Donald Trump cuts and runs

A couple days ago, The New York Times reported that Trump filed a declaration of domicile in Florida, and that one thing says so much about Trump himself and the Trump era more broadly.

Trump, a lifelong New Yorker, is the ultimate human manifestation of pout. So much so that he was born with lips stuck out like the beak of a forlorn mallard. He grew up with a platinum spoon in his mouth and yet he still manages to be the whiniest human to have ever befallen our species. He’s biblically arrogant. He’s a bully, albeit a dull one, and has the temperament of a wasp trapped in a hot car. In sum, the man is ill-fit to responsibly walk a dog around the block, let alone run the free world.

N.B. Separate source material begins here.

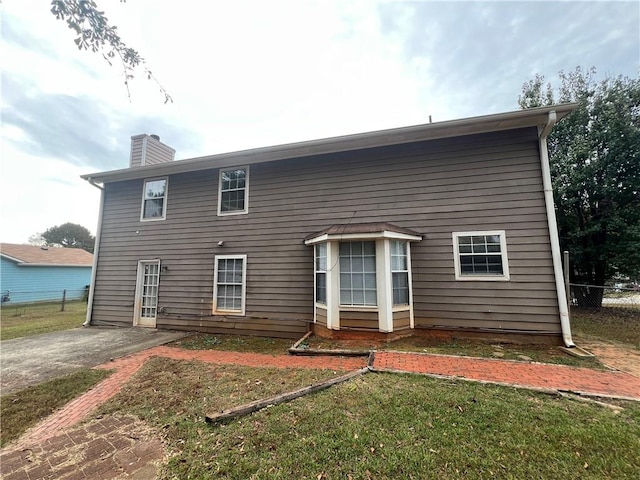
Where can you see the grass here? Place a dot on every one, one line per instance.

And now he’s moving to Florida. There are a few possible reasons for this, the obvious reason being taxes (this was one of the official reasons for his change of domicile). The big reason, however? New Yorkers hate Trump. Most New Yorkers would rather let a sewer rat give birth in their mouth than have Trump live in their city another minute. Once Trump’s out of office, whenever that happens, going back to New York would be truly horrible for him. He wouldn’t be able to leave Trump Tower for more than a nanosecond before the nearest thousand New Yorkers would boo, scream, and sling insults at him. There’s no way he could handle that. Not even a typical Trumpian “they’re just jealous” -type comment would suffice to make him feel less insecure.

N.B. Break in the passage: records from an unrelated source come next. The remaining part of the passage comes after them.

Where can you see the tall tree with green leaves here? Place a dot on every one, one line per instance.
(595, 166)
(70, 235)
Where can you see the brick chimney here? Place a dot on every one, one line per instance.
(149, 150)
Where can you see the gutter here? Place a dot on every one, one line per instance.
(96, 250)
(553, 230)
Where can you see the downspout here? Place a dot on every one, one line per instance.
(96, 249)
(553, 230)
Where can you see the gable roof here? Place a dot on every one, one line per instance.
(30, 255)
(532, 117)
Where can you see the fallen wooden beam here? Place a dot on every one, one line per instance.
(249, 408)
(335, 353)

Enter Florida. It’s Trump’s Chuck-E-Cheese. Trump is king at Mar-a-Lago, and Trump wants nothing more than to be treated like a king. Members of the golf club ingratiate themselves with him, and he loves every bit of it. In short, it’s the absolute opposite of New York City.

The Trump era is, if nothing else, a juncture in America’s life when the polity had it drunkenly took home what it thought was a hot biker, only to wake up the next day and discover it took home the angry guy who sits in front of the post office and hands out clip art eugenics pamphlets. Trump moving to Florida makes a lot of sense; in many ways it feels right, and like the horror of discovering you took home an ogre instead of an Adonis, it’s probably best to encourage him to leave as soon as possible.